Over the following hours I built a Dermacheck, a mobile app that allows users to check skin lesions in just 3 clicks, receive instant AI-driven analysis, and have results cross referenced with dermatologists to create a two-sided system for generating more high quality annotated data - doctors can generate new revenue opportunities, and users can gain peace of mind. Using an ensemble model fine-tuned on DermaMNIST, and integrating Flower's federated learning framework, the app enables collaborative training across devices without centralizing data. Beyond the code, what made the experience special was the community - meeting other founders and engineers pushing the boundaries of decentralized AI.
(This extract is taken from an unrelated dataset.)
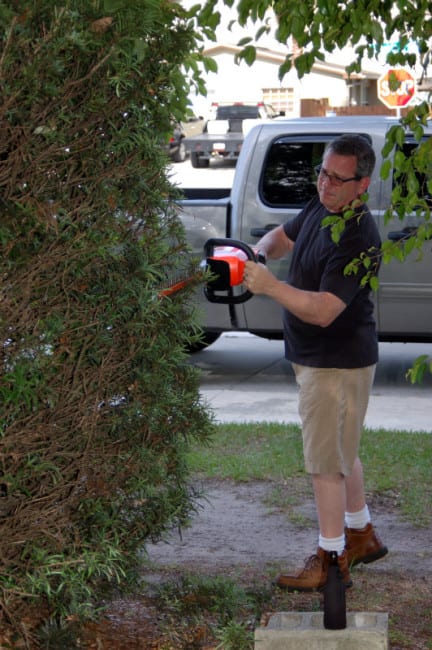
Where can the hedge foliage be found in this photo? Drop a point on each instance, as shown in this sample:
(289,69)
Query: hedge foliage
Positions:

The Netflix of Federated Learning: Streaming Your Data with Flower & HTJ2K

By Adway Kanhere

Federated learning promised to democratize AI by distributing computation across devices. There's just one problem: We still have the data bottleneck.

Consider a remote medical clinic where connectivity is uncertain; the satellite passing overhead with only seconds to transmit, or the edge device constrained by storage limitations. Traditional approaches like PNG, JPEG formats, demanding heavy file I/O, create crushing overheads for setting up federations in these resource-constrained participants. This work reimagines this constraint through codec-FL co-design, integrating HTJ2K (High Throughput JPEG2000) compression with Flower's federation framework. By doing so, we attack the data bottleneck head-on by treating data like Netflix treats video: stream it, don't download it. This allows clients to train on compressed bytestreams in real-time. No heavy file I/O. No waiting for gigabytes to download. Just immediate, bandwidth-efficient training.

During the live demonstration, we validated two scenarios of cross-domain applicability: medical imaging with nnUNet2D, and satellite imagery classification from EuroSAT, with future extensibility to autonomous driving videos.

Beyond accessibility, HTJ2K's progressive streaming enables priority-based data transmission: the most critical image regions or samples can be transmitted first, essential for high-stakes scenarios where communication windows are brief or uncertain. A remote medical facility can begin training on diagnostically relevant image data even if connectivity drops, and satellite nodes can be made to maximize learning during limited transmission passes in orbit.

Streaming high-throughput compressed data directly into FL orchestration can make FL more inclusive, accelerating global collaborations across healthcare, earth observation, and autonomous systems.